Pero en España no sucedió tal cosa, porque aquí la cordura se entiende de forma muy distinta, por ejemplo, recordando aquello que dijo San Ignacio de Loyola: que, en tiempos de desolación, mejor es no hacer mudanza. Así que la Gran recesión a penas cambió la España política, simplemente la fragmentó en una serie de particularismos que, en el fondo, reproducen la dinámica de siempre.

El inmovilismo suicida

A asumir este inmovilismo suicida ayudó la radicalización de la izquierda y esa sensación de que cualquier intento de abrir el melón acabaría en desastre, porque existían concepciones tan distintas y antagónicas sobre lo que debía ser la democracia que sería imposible llegar a un acuerdo para su reforma. Al contrario, abrir ese melón significaría abrir la caja de los truenos. Así pues, la mayoría absoluta que entonces obtuvo el Partido Popular debía ser empleada sabiamente, con prudencia y atender lo urgente —el sistema financiero—, pero aplazar lo importante —las reformas estructurales—. Así, Mariano Rajoy se mostró inasequible a las reformas estructurales y optó por mantener “la normalidad” que, a su juicio, demandaban las “personas normales”, a las que creía reconocer en su propia imagen reflejada en el espejo.
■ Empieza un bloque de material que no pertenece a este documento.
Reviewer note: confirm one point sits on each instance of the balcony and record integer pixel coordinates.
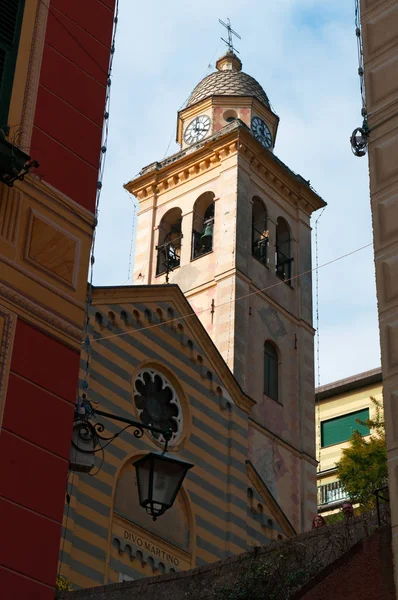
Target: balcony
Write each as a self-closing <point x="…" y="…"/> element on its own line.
<point x="331" y="493"/>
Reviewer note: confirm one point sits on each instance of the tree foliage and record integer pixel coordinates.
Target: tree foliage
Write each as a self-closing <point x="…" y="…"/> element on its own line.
<point x="363" y="465"/>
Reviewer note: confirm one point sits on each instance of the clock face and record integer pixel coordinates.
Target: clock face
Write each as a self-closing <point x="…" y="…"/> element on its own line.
<point x="261" y="132"/>
<point x="197" y="129"/>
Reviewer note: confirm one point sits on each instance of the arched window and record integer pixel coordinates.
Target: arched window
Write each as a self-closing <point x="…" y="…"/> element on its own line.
<point x="270" y="371"/>
<point x="169" y="244"/>
<point x="283" y="256"/>
<point x="259" y="231"/>
<point x="203" y="225"/>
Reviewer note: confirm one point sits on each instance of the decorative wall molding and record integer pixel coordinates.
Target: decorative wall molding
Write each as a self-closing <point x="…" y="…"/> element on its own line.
<point x="33" y="76"/>
<point x="28" y="306"/>
<point x="7" y="329"/>
<point x="10" y="207"/>
<point x="52" y="249"/>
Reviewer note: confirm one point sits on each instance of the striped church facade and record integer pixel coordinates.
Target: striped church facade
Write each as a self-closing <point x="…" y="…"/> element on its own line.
<point x="224" y="506"/>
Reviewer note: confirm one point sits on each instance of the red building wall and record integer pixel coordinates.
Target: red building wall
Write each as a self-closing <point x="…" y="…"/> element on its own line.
<point x="70" y="105"/>
<point x="42" y="382"/>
El suyo fue un gobierno empeñado en apuntalar una normalidad que chocaba frontalmente con la evidente anormalidad política. La consecuencia de este empeño —y también de la corrupción de su partido— fue perder casi seis millones de votos en poco tiempo, porque muchos de sus votantes, al contrario de que pensaba Rajoy, resultaron ser unos insensatos. Lo cierto es que la realidad no se correspondía con esa normalidad a la que Rajoy se aferraba, sino con una anormalidad que, no sólo él, sino gran parte de la España política asumía como una normalidad sobrevenida, establecida tras décadas de chanchullos.

Así pues, Rajoy impuso la doctrina de la anormalidad normalizada, se instaló en la inconsistencia temporal y se dedicó a tomar pequeñas decisiones en el corto plazo que, sumadas en orden cronológico, resultaban contradictorias y alejaban al partido de las preocupaciones de sus votantes. O, en su defecto, como él mismo alardeaba, la mejor decisión que era capaz de tomar consistía en no tomar ninguna. Lo cual, qué duda cabe, es la quintaesencia del político sensato.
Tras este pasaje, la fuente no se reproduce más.